Supervisory Board members who sit on a committee also receive 1,500 per meeting day and each committee chairman receives twice the aforementioned amount. No remuneration is payable for meetings of the Nomination Committee. The remuneration is payable at the end of the fiscal year. Supervisory Board members who have only sat on the Supervisory Board or a committee for part of the fiscal year receive remuneration pro-rata temporis.

No other remuneration or benefits for personally rendered services, in particular consultancy and mediation services, were granted to Supervisory Board members. Similarly, in the year under review, no Supervisory Board member was granted credits or advances.

The performance-based remuneration payable to Supervisory Board members does not contain any components that depend on the Companys long-term success (e. g. share options or phantom stocks). As at December 31, 2011, eleven of the members of the Supervisory Board held shares in SMA.

The total emoluments payable to the members of the Supervisory Board amounted to a total of € 0.484 million in the fiscal year 2011 (2010: € 0.353 million) of which € 0.268 million (2010: € 0.217 million) were variable emoluments. The increase in the total amount of emoluments paid is attributable to the expansion of the Supervisory Board from six members to the new figure of twelve members in the course of the previous year and to the fact that committees were set up.

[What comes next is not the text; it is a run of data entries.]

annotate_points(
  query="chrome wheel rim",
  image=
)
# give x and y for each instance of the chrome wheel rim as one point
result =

Beyond the remuneration of the Supervisory Board, the employee representatives that are employees of the Company receive fee payments unrelated to their Supervisory Board duties. From such duties, the employee representatives received a total of € 0.379 million (previous year: € 0.522 million). SMA Solar Technology AG concluded a consultancy contract with Mr. Cramer for the duration of his Board duties in the German Solar Industry Association (BSW) that is limited both in terms of time and content. There is no remuneration for these duties. However, other expenses totaling approximately € 7,900 were incurred.

OTHER

The Company has taken out professional indemnity insurance (D & O insurance) for the members of the corporate bodies of all companies of the SMA Group. It is effected or extended every year. The insurance covers the personal liability risk of the members resulting from a breach of duty when exercising their duties in the event any claims for economic losses are asserted against them. The deductible in the policy for the fiscal year 2011 was 10% of the damage, however no higher than 1,5 times the fixed annual emoluments of the member of the corporate body.

 

fold faq Why was the Supervisory Board of SMA extended from six to twelve members?

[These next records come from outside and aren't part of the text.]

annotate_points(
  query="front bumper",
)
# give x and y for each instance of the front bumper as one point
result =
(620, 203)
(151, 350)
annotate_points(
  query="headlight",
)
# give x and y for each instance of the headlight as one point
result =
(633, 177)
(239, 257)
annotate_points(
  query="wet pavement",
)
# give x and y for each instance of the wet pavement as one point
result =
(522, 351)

Due to the positive development of SMA during recent years, the number of employees has increased to more than 5,500 (incl. temporary employees). It was therefore necessary to expand the Supervisory Board to twelve members as well as to compose the Board on a parity basis. On February 23, 2010, the Management Board gave a notice according to Section 97 of the German Stock Corporation Act. The Supervisory Board is now composed of six shareholder representatives and six employee representatives. The employee representatives, thereof two trade union representatives and one executive employee representative, were elected by the employees. The six shareholder representatives were elected by the Annual General Meeting on May 27, 2010.